Jusqu’à présent, le FEER, sur plus de 700 tracteurs, a vendu seulement 250. Avec l’UNPCB, nous avons pu placer des tracteurs, au niveau des producteurs cotonniers. Une trentaine de tracteurs a déjà été livrée sur le terrain. Il reste toujours un peu plus d’une centaine. Simplement parce que le FEER qui a reçu mandat de conduire cette opération, connaît quelques difficultés. Nous allons travailler au niveau du gouvernement pour que le FEER ait la capacité de suivre les producteurs sur le terrain. En effet, pour chaque tracteur livré, l’Etat devrait prendre en charge les huiles, la batterie, etc. Malheureusement, cela est encore à la charge du FEER. Mais rapidement avec le ministre des Finances, nous allons débloquer cette situation, afin que d’ici la campagne prochaine, tous les producteurs soient satisfaits.

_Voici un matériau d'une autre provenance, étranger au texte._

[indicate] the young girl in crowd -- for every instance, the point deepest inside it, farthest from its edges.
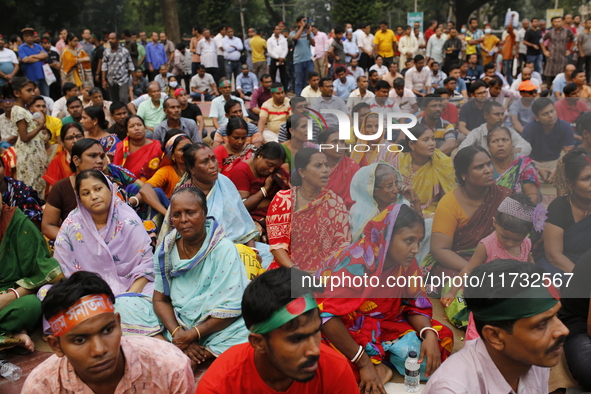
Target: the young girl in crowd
(515, 219)
(30, 146)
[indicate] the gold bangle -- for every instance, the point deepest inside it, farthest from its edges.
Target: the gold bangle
(174, 331)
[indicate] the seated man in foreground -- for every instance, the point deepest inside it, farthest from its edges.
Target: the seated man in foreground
(521, 336)
(284, 352)
(91, 356)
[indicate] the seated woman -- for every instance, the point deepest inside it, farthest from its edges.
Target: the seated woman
(94, 124)
(16, 194)
(171, 85)
(379, 323)
(576, 317)
(235, 148)
(140, 155)
(342, 168)
(26, 266)
(197, 299)
(59, 167)
(464, 217)
(568, 228)
(518, 174)
(386, 151)
(259, 178)
(104, 235)
(223, 200)
(297, 138)
(157, 190)
(307, 223)
(87, 154)
(428, 171)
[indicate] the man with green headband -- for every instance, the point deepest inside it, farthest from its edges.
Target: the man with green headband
(91, 356)
(521, 336)
(284, 353)
(274, 112)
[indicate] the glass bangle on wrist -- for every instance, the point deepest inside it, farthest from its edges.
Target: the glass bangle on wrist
(427, 329)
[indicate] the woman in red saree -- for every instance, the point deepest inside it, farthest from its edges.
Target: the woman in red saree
(375, 320)
(308, 223)
(258, 179)
(59, 167)
(342, 168)
(138, 154)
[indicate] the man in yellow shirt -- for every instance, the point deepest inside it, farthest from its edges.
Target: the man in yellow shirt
(384, 43)
(274, 113)
(259, 61)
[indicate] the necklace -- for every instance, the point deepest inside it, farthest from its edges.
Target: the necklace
(470, 201)
(585, 213)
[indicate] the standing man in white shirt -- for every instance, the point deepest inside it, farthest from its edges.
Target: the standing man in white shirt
(277, 49)
(8, 63)
(365, 44)
(233, 47)
(435, 45)
(219, 42)
(408, 47)
(361, 94)
(320, 44)
(207, 50)
(522, 48)
(418, 78)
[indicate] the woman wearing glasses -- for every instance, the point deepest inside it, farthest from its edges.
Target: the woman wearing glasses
(59, 167)
(428, 171)
(374, 188)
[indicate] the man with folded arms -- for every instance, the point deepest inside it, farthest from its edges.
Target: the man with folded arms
(521, 336)
(90, 355)
(284, 353)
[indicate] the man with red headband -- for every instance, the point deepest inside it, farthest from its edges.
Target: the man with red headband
(521, 336)
(284, 353)
(90, 355)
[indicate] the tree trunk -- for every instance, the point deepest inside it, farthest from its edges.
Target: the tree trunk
(171, 20)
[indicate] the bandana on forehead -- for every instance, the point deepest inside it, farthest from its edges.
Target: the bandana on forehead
(85, 308)
(286, 314)
(530, 302)
(170, 143)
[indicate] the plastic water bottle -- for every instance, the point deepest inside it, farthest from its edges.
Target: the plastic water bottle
(411, 372)
(10, 371)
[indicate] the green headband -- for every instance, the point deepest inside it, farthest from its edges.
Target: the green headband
(530, 302)
(286, 314)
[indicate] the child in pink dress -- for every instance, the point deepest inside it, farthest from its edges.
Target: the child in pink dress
(516, 217)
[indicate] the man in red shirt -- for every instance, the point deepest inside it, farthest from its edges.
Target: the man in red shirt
(284, 353)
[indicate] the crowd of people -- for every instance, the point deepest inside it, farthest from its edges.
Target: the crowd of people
(123, 214)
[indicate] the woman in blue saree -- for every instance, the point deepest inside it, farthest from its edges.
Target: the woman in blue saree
(196, 297)
(223, 200)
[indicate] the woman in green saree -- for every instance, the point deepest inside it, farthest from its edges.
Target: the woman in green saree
(26, 266)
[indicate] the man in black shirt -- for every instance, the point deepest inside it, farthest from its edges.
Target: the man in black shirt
(532, 40)
(190, 110)
(119, 114)
(452, 49)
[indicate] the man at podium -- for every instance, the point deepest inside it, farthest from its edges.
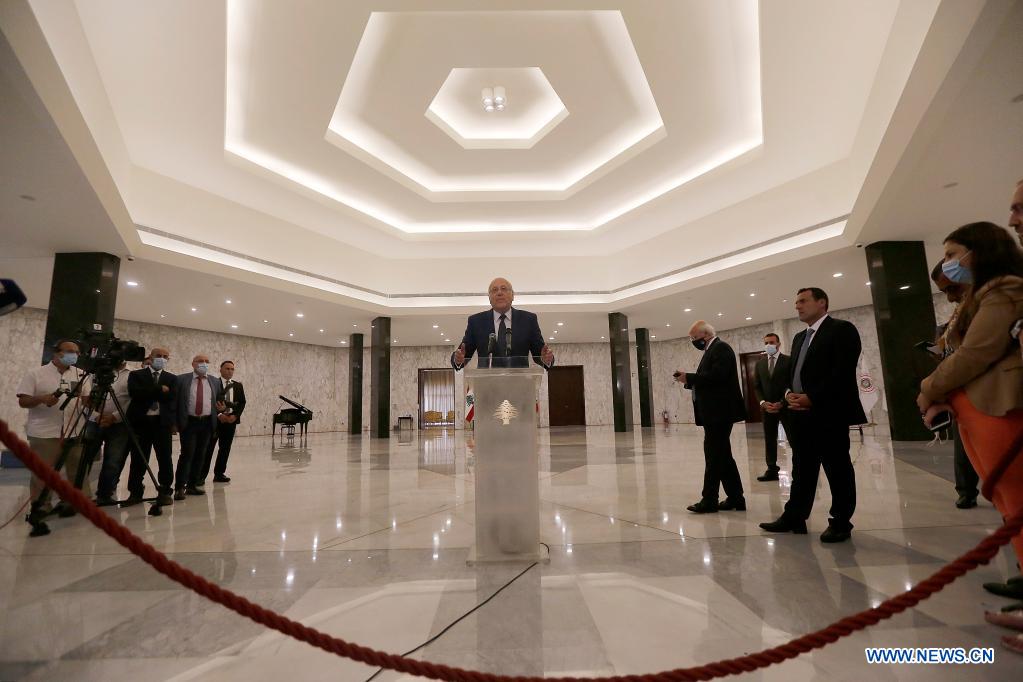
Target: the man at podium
(503, 336)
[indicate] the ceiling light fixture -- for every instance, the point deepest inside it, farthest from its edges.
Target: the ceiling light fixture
(493, 99)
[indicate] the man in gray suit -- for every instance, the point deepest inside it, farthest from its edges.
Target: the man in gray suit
(770, 381)
(197, 409)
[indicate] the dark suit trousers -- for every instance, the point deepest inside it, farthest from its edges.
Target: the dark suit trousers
(817, 444)
(967, 480)
(770, 439)
(719, 465)
(194, 441)
(151, 436)
(224, 437)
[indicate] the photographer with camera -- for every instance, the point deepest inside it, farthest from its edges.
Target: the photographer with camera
(113, 434)
(152, 415)
(41, 392)
(227, 421)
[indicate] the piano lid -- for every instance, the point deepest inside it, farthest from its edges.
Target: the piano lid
(292, 402)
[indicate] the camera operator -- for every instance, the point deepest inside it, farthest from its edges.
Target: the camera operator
(41, 392)
(113, 434)
(152, 415)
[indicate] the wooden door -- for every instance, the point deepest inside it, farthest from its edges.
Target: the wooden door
(566, 397)
(748, 362)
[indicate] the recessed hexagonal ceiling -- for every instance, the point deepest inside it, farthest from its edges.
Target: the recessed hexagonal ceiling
(532, 110)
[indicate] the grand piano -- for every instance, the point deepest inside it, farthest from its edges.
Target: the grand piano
(292, 416)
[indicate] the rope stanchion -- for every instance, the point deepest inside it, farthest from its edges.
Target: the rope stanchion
(980, 555)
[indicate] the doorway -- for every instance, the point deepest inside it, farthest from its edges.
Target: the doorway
(566, 396)
(436, 398)
(748, 362)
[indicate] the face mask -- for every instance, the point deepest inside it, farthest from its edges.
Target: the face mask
(957, 272)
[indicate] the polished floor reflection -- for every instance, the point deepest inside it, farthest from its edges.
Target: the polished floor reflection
(368, 539)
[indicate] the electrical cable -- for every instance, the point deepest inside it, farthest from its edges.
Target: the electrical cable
(465, 615)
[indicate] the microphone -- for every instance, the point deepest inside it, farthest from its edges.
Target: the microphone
(11, 298)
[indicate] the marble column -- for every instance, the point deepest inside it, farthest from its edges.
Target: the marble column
(621, 371)
(903, 309)
(83, 293)
(380, 378)
(355, 383)
(646, 385)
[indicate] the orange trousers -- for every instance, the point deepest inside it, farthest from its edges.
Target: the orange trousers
(986, 439)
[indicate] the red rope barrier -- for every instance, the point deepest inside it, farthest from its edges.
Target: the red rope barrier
(981, 554)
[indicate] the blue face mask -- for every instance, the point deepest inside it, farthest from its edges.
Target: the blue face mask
(957, 272)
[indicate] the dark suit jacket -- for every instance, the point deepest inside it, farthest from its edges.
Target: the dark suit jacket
(239, 399)
(771, 388)
(526, 338)
(216, 388)
(716, 396)
(144, 393)
(830, 372)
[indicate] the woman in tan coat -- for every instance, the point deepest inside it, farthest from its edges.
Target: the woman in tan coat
(982, 381)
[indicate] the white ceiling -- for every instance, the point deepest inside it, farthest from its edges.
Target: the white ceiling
(750, 144)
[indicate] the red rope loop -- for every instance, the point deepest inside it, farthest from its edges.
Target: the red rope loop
(981, 554)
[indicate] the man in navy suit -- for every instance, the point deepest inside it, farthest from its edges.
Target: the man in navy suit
(197, 408)
(489, 333)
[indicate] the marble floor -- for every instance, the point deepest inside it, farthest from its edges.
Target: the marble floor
(368, 539)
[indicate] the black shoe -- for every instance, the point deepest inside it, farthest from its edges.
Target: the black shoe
(1012, 589)
(966, 502)
(835, 535)
(703, 507)
(730, 504)
(64, 510)
(783, 525)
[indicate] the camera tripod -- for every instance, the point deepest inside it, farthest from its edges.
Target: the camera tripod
(89, 438)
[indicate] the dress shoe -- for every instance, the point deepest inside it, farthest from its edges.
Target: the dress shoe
(732, 504)
(1011, 589)
(703, 507)
(966, 502)
(835, 535)
(783, 525)
(64, 510)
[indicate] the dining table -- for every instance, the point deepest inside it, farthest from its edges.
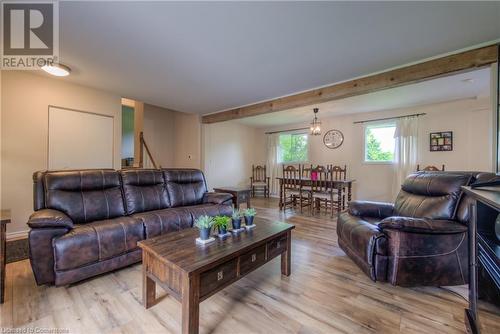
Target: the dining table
(344, 188)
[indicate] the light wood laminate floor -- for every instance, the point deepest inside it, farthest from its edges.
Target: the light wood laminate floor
(326, 293)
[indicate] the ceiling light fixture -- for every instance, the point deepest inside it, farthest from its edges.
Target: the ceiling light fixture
(59, 70)
(315, 124)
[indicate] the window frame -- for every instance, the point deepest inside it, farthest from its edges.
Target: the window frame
(295, 162)
(380, 124)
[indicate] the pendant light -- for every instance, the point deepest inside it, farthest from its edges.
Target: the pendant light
(315, 124)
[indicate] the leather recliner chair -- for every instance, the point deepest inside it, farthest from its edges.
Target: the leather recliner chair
(421, 239)
(88, 222)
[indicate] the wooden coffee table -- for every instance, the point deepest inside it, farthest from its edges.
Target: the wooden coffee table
(191, 273)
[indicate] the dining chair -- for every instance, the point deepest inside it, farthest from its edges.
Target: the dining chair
(322, 190)
(305, 171)
(431, 168)
(259, 179)
(339, 174)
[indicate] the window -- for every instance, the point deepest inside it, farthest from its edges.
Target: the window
(293, 148)
(379, 142)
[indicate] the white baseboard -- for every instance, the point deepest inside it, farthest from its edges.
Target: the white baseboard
(17, 235)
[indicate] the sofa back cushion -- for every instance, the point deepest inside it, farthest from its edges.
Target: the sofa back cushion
(432, 195)
(185, 186)
(144, 190)
(86, 195)
(463, 212)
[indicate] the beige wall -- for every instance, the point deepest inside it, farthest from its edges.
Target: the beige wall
(187, 137)
(24, 129)
(158, 127)
(471, 123)
(230, 149)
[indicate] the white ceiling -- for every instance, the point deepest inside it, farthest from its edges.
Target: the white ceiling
(203, 57)
(460, 86)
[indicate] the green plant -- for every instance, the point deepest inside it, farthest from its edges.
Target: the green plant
(236, 214)
(203, 222)
(374, 151)
(250, 212)
(221, 222)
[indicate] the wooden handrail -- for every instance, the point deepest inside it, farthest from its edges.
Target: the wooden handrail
(143, 146)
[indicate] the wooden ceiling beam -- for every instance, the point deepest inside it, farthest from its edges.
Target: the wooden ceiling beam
(431, 69)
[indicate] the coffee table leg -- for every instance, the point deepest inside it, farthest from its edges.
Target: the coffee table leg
(190, 304)
(148, 291)
(286, 256)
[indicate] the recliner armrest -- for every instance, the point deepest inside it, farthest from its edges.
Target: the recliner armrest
(49, 218)
(422, 225)
(371, 209)
(217, 198)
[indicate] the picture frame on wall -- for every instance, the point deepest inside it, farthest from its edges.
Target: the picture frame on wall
(441, 141)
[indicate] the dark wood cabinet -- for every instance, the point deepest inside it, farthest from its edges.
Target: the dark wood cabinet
(483, 314)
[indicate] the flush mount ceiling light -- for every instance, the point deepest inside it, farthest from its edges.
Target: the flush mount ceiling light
(315, 124)
(59, 70)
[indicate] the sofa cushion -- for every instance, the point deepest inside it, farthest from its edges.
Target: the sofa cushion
(144, 190)
(364, 243)
(85, 196)
(185, 186)
(208, 210)
(97, 241)
(432, 195)
(164, 221)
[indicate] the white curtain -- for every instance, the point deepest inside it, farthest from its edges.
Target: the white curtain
(272, 162)
(406, 150)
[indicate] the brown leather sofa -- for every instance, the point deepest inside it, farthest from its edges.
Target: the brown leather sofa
(421, 239)
(88, 222)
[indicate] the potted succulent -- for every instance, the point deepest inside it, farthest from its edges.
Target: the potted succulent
(204, 224)
(221, 223)
(236, 219)
(249, 214)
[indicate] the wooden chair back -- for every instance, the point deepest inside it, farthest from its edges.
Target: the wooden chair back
(305, 171)
(338, 173)
(291, 177)
(431, 168)
(259, 173)
(320, 182)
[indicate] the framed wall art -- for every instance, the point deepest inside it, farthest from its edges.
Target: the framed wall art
(441, 141)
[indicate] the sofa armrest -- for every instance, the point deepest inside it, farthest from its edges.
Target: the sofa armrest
(49, 218)
(217, 198)
(371, 209)
(422, 225)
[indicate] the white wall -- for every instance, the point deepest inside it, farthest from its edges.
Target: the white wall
(471, 123)
(24, 123)
(229, 150)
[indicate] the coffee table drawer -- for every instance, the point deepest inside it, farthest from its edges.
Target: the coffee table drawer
(276, 246)
(217, 277)
(252, 260)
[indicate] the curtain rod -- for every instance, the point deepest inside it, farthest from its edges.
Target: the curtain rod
(387, 118)
(273, 132)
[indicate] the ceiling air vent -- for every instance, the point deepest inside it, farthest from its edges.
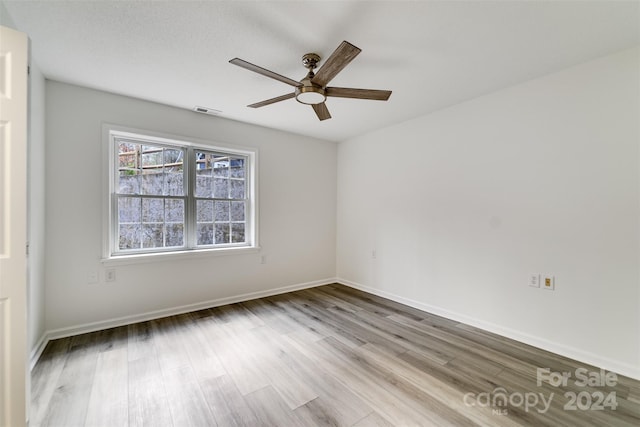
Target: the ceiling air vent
(206, 110)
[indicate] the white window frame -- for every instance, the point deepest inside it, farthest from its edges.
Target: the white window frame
(111, 254)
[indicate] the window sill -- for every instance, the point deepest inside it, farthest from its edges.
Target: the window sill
(177, 255)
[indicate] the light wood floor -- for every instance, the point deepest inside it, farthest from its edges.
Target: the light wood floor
(330, 355)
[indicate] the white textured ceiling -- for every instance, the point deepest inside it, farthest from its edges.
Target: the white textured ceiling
(431, 54)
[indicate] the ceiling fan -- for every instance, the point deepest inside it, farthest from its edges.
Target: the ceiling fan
(312, 89)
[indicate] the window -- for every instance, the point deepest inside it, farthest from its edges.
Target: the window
(168, 196)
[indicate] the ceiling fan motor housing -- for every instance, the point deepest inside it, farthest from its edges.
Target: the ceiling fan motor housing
(309, 93)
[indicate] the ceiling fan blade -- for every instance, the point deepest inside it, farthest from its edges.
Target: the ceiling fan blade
(349, 92)
(251, 67)
(335, 63)
(272, 100)
(321, 111)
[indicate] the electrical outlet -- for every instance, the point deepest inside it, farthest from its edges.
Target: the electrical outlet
(92, 277)
(548, 282)
(534, 280)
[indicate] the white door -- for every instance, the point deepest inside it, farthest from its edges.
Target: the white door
(13, 227)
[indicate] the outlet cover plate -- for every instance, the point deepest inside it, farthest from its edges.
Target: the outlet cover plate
(548, 282)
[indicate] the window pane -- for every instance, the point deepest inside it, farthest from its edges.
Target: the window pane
(129, 236)
(152, 182)
(220, 166)
(237, 211)
(174, 210)
(152, 235)
(222, 233)
(129, 209)
(153, 210)
(205, 234)
(222, 211)
(173, 172)
(203, 175)
(153, 195)
(237, 189)
(204, 184)
(204, 210)
(220, 188)
(237, 168)
(129, 168)
(237, 233)
(174, 234)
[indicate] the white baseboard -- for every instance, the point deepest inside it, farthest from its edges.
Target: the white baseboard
(36, 352)
(542, 343)
(157, 314)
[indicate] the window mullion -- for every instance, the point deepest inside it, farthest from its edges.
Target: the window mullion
(190, 205)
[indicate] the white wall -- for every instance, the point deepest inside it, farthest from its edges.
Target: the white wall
(297, 193)
(36, 208)
(463, 204)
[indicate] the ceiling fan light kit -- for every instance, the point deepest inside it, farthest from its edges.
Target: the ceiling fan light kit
(312, 89)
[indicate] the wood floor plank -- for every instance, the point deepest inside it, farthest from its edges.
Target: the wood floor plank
(326, 356)
(108, 401)
(68, 404)
(186, 401)
(227, 405)
(45, 376)
(271, 410)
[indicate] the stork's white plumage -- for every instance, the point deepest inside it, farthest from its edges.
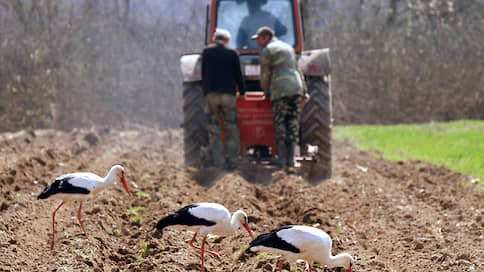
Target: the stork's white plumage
(80, 186)
(301, 243)
(206, 218)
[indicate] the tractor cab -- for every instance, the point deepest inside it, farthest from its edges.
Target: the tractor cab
(242, 18)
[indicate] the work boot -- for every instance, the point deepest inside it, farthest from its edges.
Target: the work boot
(291, 149)
(280, 161)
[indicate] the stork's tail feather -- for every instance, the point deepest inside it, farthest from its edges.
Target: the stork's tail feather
(50, 190)
(167, 221)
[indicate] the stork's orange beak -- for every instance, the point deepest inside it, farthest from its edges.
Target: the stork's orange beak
(246, 226)
(125, 184)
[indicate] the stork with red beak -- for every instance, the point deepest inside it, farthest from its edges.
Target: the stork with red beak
(206, 218)
(301, 243)
(80, 186)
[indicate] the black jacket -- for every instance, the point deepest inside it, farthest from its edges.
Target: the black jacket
(221, 70)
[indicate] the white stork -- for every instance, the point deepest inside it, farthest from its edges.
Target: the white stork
(301, 243)
(80, 186)
(206, 218)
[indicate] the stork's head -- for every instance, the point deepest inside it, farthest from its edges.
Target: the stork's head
(242, 219)
(347, 261)
(118, 171)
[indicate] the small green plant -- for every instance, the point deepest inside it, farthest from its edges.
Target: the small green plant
(238, 255)
(145, 176)
(143, 194)
(144, 250)
(163, 188)
(138, 219)
(137, 212)
(117, 233)
(262, 258)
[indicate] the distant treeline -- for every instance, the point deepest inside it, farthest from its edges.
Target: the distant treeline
(67, 64)
(402, 61)
(71, 63)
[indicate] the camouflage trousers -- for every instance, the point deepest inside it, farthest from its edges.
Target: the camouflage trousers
(285, 113)
(223, 106)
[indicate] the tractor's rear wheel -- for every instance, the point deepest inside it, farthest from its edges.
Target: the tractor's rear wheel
(316, 131)
(195, 137)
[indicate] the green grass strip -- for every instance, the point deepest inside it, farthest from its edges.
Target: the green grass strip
(457, 145)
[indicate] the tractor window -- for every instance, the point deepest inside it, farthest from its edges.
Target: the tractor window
(242, 18)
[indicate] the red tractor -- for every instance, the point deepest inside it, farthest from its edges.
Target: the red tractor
(242, 18)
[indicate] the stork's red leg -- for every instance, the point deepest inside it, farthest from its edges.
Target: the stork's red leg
(53, 224)
(280, 265)
(79, 218)
(203, 249)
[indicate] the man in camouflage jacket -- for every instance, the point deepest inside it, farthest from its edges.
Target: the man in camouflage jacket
(221, 75)
(282, 82)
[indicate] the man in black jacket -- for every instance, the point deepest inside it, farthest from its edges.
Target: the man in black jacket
(221, 76)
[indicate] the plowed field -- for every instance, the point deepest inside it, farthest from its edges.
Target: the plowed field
(392, 216)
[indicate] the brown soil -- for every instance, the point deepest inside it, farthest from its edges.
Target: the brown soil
(392, 216)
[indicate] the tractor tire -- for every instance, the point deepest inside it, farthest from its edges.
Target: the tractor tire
(315, 128)
(195, 138)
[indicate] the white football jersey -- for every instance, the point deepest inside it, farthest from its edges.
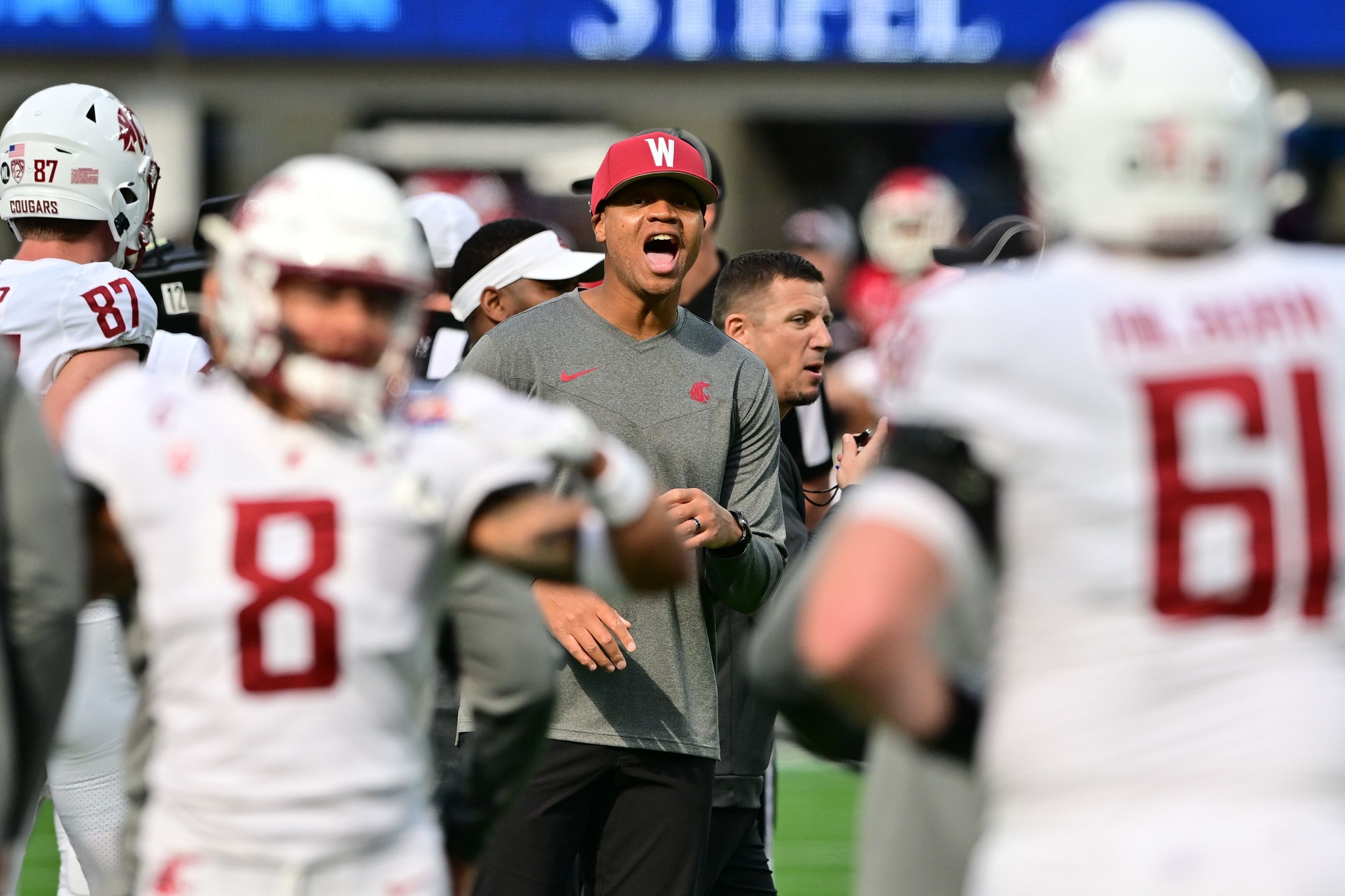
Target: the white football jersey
(52, 310)
(178, 354)
(287, 583)
(1169, 446)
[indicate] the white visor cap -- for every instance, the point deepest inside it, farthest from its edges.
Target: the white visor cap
(539, 258)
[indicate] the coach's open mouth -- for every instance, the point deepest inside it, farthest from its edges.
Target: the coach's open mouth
(661, 252)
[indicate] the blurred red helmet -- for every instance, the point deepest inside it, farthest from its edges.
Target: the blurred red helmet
(911, 211)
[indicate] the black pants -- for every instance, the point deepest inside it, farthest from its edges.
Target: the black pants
(636, 821)
(736, 863)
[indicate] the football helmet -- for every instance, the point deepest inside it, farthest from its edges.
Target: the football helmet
(329, 218)
(1155, 125)
(911, 211)
(79, 152)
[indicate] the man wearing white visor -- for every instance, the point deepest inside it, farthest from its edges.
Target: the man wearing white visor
(509, 267)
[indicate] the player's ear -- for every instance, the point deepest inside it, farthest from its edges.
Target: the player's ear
(493, 304)
(736, 328)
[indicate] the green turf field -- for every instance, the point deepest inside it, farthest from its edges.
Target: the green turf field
(811, 840)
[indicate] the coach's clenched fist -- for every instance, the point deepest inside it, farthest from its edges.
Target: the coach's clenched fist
(700, 520)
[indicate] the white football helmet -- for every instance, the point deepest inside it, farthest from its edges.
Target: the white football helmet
(79, 152)
(1155, 125)
(911, 211)
(330, 218)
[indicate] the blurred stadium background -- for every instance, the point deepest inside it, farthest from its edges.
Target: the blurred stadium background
(507, 101)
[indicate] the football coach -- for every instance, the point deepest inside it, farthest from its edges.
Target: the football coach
(627, 777)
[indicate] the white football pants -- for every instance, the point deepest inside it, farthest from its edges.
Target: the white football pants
(85, 769)
(409, 864)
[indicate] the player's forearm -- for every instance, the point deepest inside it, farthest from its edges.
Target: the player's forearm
(74, 379)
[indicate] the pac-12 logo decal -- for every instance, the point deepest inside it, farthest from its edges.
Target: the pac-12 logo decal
(662, 151)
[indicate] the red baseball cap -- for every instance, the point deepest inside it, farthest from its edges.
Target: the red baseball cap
(652, 155)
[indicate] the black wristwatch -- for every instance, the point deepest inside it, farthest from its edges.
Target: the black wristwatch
(741, 544)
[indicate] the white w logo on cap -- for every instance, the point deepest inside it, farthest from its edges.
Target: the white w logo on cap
(661, 151)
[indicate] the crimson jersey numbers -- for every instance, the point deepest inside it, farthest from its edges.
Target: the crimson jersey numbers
(319, 517)
(1177, 498)
(103, 302)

Quelle place le gouvernement accorde au Jatropha par rapport aux cultures vivrières ?

Le Premier ministre a instruit le gouvernement de mettre en place une politique dans ce sens. Depuis quelques temps, à la faveur de la hausse du prix du pétrole, les biocarburants ont pris de l’importance. Dans notre pays, sous l’instigation du gouvernement, beaucoup de producteurs ont adhéré à cette culture. Il y a également de la valeur ajoutée en ce sens que la mélasse peut servir comme composte. Ce qui est une très bonne chose. De plus, cette plante est indiquée pour couvrir les zones particulièrement dégradées. Ce qui est également important dans la mesure où elle permettra de récupérer les terres dégradées. Par contre, ce que nous avons comme inquiétude, c’est de voir de grandes étendues occupées par le Jatropha en monoculture. Malheureusement, les semences proviennent de partout (Inde, Ghana, etc.) et ne sont pas certifiées. En cas d’attaque, nous allons avoir des difficultés au plan environnemental.